Today we had an early 6:15 wakeup call so that we could get ourselves from St. Mary over to Many Glacier in time for the 8:30 am guided ranger hike. The Many Glacier area is known for having some of the park’s best hiking trails and phenomenal views. Ranger Kara took a group of 13 of us on the Iceberg Lake hike, one of the most popular hikes in the park.
After warning us that we might see bears on this hike, she showed us this tree which some bear has used as a scratching post. Big, big claws. Then, a little further along the trail, she pointed out another tree that had been ringed with barbed wire by bear researchers. When the bears rub up against the tree, the wire catches tufts of fur which can then be DNA sequenced by the research team. They’ve used this technique to calculate that there are roughly 340 grizzly bears that make their home here in the park.
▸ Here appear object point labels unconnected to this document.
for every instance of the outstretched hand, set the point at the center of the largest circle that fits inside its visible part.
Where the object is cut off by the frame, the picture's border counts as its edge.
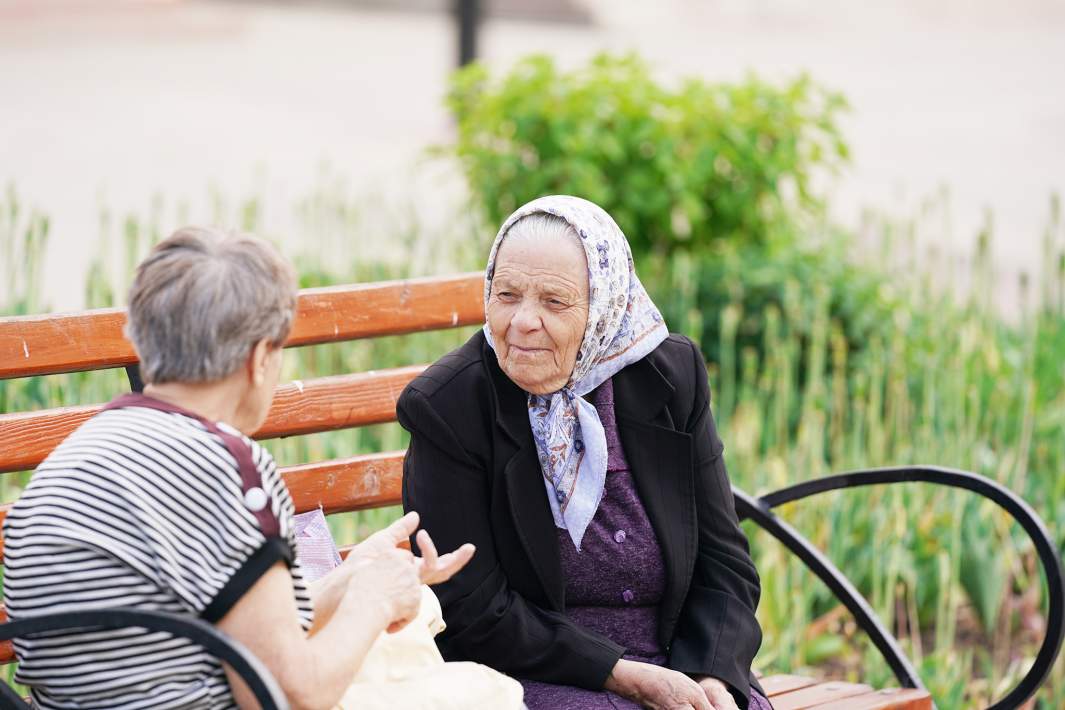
(435, 568)
(432, 567)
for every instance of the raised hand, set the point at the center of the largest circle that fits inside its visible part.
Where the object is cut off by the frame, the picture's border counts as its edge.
(718, 694)
(435, 568)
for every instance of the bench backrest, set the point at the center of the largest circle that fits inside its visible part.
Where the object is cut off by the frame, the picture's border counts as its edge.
(93, 340)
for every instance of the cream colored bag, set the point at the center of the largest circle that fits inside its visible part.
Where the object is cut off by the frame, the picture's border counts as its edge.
(405, 670)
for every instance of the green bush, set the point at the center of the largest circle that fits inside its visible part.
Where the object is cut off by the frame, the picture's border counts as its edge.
(675, 167)
(710, 182)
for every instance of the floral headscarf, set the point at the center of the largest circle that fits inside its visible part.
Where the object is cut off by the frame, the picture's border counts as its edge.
(623, 327)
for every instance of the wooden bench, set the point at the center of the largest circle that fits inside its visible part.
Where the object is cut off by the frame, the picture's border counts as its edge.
(44, 345)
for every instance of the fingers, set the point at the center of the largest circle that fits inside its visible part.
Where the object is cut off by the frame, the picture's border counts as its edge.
(427, 548)
(403, 528)
(433, 567)
(721, 699)
(448, 564)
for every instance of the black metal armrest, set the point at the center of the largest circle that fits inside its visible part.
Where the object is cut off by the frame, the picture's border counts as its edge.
(759, 511)
(247, 666)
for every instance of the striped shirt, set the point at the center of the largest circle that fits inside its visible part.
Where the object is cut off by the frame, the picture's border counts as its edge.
(141, 509)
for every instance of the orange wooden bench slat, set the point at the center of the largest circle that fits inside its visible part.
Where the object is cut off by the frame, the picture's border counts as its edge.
(299, 408)
(890, 698)
(93, 340)
(372, 480)
(817, 694)
(364, 481)
(784, 683)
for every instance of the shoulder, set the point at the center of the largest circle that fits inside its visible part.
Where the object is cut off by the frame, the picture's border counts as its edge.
(680, 361)
(453, 384)
(453, 399)
(456, 369)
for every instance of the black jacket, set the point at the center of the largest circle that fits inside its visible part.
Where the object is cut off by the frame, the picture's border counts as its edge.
(472, 473)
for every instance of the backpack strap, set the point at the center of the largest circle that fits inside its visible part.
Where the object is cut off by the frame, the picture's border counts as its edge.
(256, 498)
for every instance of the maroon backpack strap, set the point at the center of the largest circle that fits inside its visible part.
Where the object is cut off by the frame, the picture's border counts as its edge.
(256, 498)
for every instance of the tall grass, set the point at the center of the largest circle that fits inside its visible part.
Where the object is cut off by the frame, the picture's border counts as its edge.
(949, 383)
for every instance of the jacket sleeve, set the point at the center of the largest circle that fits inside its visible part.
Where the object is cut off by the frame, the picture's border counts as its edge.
(717, 633)
(487, 621)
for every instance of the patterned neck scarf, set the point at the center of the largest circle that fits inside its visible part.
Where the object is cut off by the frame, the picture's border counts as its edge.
(623, 327)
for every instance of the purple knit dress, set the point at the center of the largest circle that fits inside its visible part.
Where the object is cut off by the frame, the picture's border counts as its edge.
(615, 583)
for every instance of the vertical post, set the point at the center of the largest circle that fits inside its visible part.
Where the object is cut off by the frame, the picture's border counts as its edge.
(468, 13)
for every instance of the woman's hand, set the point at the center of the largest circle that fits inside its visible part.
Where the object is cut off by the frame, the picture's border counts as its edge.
(388, 581)
(435, 568)
(657, 688)
(717, 693)
(432, 567)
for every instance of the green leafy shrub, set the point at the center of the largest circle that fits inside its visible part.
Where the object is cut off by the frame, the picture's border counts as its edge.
(675, 167)
(711, 183)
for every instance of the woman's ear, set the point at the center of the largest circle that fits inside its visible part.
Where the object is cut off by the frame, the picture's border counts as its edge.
(257, 362)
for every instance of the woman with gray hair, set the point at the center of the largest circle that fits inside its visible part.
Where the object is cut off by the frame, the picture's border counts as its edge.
(162, 502)
(572, 441)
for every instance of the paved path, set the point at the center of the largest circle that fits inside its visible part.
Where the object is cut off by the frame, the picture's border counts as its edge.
(116, 101)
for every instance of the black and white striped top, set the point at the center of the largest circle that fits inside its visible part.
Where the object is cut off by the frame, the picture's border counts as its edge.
(141, 509)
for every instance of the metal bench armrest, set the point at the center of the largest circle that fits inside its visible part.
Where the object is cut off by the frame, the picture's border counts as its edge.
(759, 511)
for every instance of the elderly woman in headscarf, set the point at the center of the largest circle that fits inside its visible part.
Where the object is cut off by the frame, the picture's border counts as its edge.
(572, 442)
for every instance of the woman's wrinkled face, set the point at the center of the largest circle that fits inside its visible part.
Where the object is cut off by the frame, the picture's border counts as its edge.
(537, 311)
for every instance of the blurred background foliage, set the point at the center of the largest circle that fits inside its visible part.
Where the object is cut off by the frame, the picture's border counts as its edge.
(830, 348)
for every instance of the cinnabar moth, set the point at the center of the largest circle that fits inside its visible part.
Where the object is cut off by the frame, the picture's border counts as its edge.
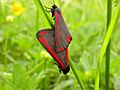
(57, 40)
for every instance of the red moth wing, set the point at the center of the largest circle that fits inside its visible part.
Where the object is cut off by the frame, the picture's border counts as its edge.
(62, 35)
(47, 38)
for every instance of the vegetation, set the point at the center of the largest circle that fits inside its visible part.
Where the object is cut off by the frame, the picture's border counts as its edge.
(25, 65)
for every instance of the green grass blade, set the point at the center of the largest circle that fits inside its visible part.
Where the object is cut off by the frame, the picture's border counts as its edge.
(107, 65)
(76, 75)
(105, 44)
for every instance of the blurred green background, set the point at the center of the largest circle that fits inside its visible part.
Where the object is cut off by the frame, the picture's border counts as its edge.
(25, 65)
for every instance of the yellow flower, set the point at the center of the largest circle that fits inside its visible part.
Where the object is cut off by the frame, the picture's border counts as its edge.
(9, 18)
(17, 8)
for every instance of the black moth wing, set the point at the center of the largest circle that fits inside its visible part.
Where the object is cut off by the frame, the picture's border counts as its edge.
(47, 38)
(62, 35)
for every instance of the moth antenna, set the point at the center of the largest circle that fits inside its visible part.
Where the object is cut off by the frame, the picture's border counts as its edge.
(53, 2)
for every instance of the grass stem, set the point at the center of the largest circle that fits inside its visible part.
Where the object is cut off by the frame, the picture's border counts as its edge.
(76, 75)
(107, 65)
(105, 44)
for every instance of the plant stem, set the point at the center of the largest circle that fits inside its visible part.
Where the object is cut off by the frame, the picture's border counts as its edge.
(40, 6)
(109, 13)
(105, 44)
(76, 75)
(37, 20)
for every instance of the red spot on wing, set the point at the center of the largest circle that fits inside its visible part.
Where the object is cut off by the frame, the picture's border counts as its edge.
(61, 49)
(42, 41)
(66, 55)
(42, 32)
(56, 24)
(57, 43)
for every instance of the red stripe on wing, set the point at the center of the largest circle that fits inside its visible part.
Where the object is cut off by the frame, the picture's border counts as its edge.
(52, 52)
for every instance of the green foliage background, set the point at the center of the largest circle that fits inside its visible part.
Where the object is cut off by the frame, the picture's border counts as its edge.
(20, 51)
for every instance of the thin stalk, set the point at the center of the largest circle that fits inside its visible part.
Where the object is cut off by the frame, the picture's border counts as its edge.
(40, 6)
(105, 44)
(37, 20)
(107, 65)
(76, 75)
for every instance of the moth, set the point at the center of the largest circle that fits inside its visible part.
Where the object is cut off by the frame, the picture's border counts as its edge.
(57, 40)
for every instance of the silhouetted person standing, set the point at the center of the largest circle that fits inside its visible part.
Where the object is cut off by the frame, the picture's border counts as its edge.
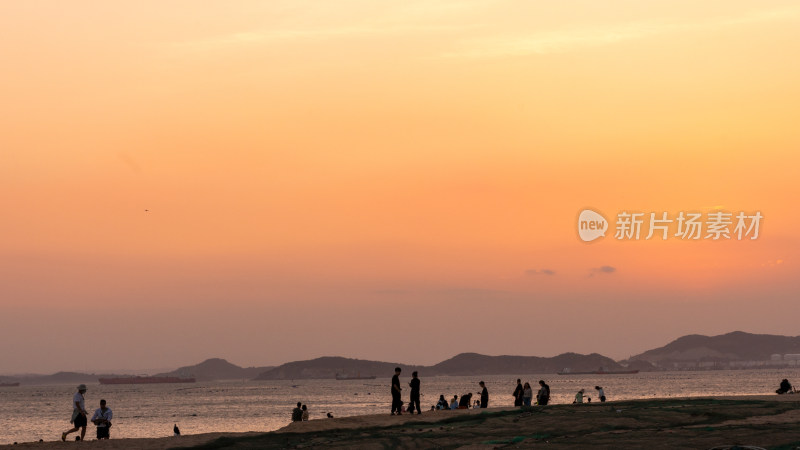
(397, 404)
(102, 419)
(78, 414)
(518, 393)
(601, 393)
(297, 413)
(414, 402)
(484, 395)
(544, 393)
Black bears don’t get the fancy DNA treatment since they’re not an endangered species.
Well, we didn’t see any bears of either kind on the hike (the ranger claimed to see one off in the distance but no one else saw it, so we won’t count it as a bear sighting in our weekly stats). But we did see some male bighorn sheep and a few rocky mountain goats (the symbol of Glacier National Park) up on the hillside.
The hike started out pretty steep, but leveled off to a less strenuous grade after the first half hour or so. Luckily there were frequent stops as the ranger pointed out plants and mountain peaks of interest. Overall the hike was 7 miles, with a total elevation gain of 1100 feet. It would have been a longer hike, but the last mile or so of the trail was covered in steep sloping snow, and the ranger said she wasn’t allowed to lead us any further. We could have gone on by ourselves, but Iceberg Lake is still covered in snow too, so there wasn’t much point – especially since we’d already seen the fantastic view of the Ptarmigan Wall, a thin wall that has been carved down both sides by glaciers.
Even though most of the hike was fairly level, some of it wasn’t easy. For much of it we were hiking uphill through snow banks (so, so glad to have the waterproof boots instead of our tennis shoes!). There were a couple of steep avalanche chutes that we had to cross as well. Basically you really had to watch your footing or else you would be sliding down the mountain in free-fall for several hundred feet. There isn’t any danger of avalanche on the trail this late in the season, but the broken tree trunks in the photo are evidence of at least one avalanche here earlier this year.
We have really loved visiting this park, especially at this time of year since there is so much snow up on the peaks – it feels a bit like we’re in an American version of the Alps. Most of what you see in these photos is snow that will melt by midsummer. The actual glaciers are hard to make out at this time of year, since there’s still so much snow on them. In order to be a glacier, the ice field must be 100 feet thick with a surface area of 25 acres, and moving – if it’s not moving it’s not a glacier. An alarming fact is that the glaciers in the park are all shrinking – and fast. In 1910 there were 150 glaciers in the park; now only 37 remain. Scientists predict that these will be gone by the year 2030. So if you are planning to come see them, you might want to schedule your trip sometime in the next 18 years or so. But even without them, this will still be one of the nation’s most beautiful parks, in my opinion.
Today will be our last full day in the U.S. for a little while. We plan to cross into Canada tomorrow morning to see the Waterton Lakes National Park, which meets up with Glacier at the U.S.-Canada border.